Using Lei et al as a reference, the toxic effects of spike resulted from a concentration of 4 mcg/mL on the endothelial cells. A microgram is one-millionth of a gram. If we assume that the plasma concentration of spike and S1 were 100 pg/mL we can conservatively estimate that this concentration is 40,000 times higher than that which was detected in the patient’s plasma.

Using Buzhdygan et al, a concentration of 10 nM was used- a nanomolar is 1 billionth of one mole per liter of solution. Spike protein has a mass of about 146.1 kDa (divide the mass of the structure by 3 because that’s the trimer) and the S1 subunit has a mass of about 76.5 kDa. A 10 nM solution of these would equate to 14,610,000 pg/mL and 7,650,000 pg/mL respectively which are respectively 146100 times and 76500 times more spike protein than is found in plasma of vaccinated people. Here’s the math for the calculation as it’s a bit more involved due to the many conversions:

Ah but I hear you protesting- the experts lied! They said no spike circulating- clearly there’s spike circulating. Not exactly. For one thing, the data available until this point didn’t show evidence of spike circulating, and we have a tendency in shorthand to say that that means there is no spike because we can’t prove a negative. All assays have limits of detection (in this case it’s labelled). A 10 nM concentration is very small- and yet this is still about 100,000 times more spike than what we find in plasma. This assay is pretty special to be able to find anything reliably at this concentration and I would be skeptical of its accuracy at this level if not for the time points that these things are appearing. Also note that this isn’t evidence of spike protein being secreted by the cells that receive the mRNA, which was the key consideration behind such claims and indeed based on the tiny quantities noted, that doesn’t appear to be happening. The appearance of intact spike in the plasma of this admittedly small sample is very rare and transient. The authors attribute it to T cell killing of infected cells, which seems plausible (though I would imagine that this would generally occur by an apoptotic pathway which should preserve the contents of the cell as being membrane-bound, although nothing is absolute and given these quantities it could reflect small leaks). My initial guess was that this was from pyroptosis triggered by spike but that doesn’t fit with the timing of the appearance of spike protein (it happens too late). Roy Heesbeen suggested that the spike protein may be spontaneously forming virus like particles on the surface of the cells which get released when they concentrate at high levels (I don’t know that spike has been shown to do this- but it has been seen with other proteins as he points out).

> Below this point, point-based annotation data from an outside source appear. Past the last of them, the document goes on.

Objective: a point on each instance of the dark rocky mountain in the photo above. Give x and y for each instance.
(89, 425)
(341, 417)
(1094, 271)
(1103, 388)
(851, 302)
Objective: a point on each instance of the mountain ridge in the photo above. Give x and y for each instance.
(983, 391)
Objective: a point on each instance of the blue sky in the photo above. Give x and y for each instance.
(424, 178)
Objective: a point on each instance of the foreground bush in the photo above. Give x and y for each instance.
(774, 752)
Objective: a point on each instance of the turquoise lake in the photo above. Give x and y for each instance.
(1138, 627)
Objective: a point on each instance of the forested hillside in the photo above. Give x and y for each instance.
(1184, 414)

The authors are uncertain about the source of the S1 subunit- I think there’s probably a protease on the surface of transfected cells that cleaves spike and that’s accounting for this.

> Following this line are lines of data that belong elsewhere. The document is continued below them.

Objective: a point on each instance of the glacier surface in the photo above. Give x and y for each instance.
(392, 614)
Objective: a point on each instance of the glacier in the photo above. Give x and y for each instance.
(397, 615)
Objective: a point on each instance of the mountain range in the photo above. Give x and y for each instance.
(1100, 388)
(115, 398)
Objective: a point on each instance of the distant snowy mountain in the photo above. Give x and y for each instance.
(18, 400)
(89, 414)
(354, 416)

So in short, this study is interesting- but it in no way impugns the safety of mRNA vaccines for COVID-19, or mRNA vaccines as a whole. In fact I would take it a step further and say we don’t need to know anything about the biology of a pharmaceutical to make judgments about whether or not it’s safe. That determination is based on epidemiologic surveillance. To date, the epidemiologic data on mRNA vaccines is exceptional and reassuring: anaphylaxis can occur but is rare and very treatable. Otherwise no events have produced safety signals in these vaccines to date, and outcomes in pregnant patients are reassuring. We have given out hundreds of millions of doses of these vaccines and despite a pharmacovigilance system sensitive enough to detect an adverse event reported in fewer than 1 per million doses, we are seeing no such problems with mRNA vaccines. Papers analyzing the mechanisms of how these vaccines work are valuable because they can be used to guide smarter vaccine design. But they cannot tell us anything definitively about safety. All of this data must be held in context. COVID-19 has killed nearly 600,000 Americans, and the death toll globally is staggering. People are additionally experiencing disabling complications after getting over even seemingly mild cases. Vaccines are the way out.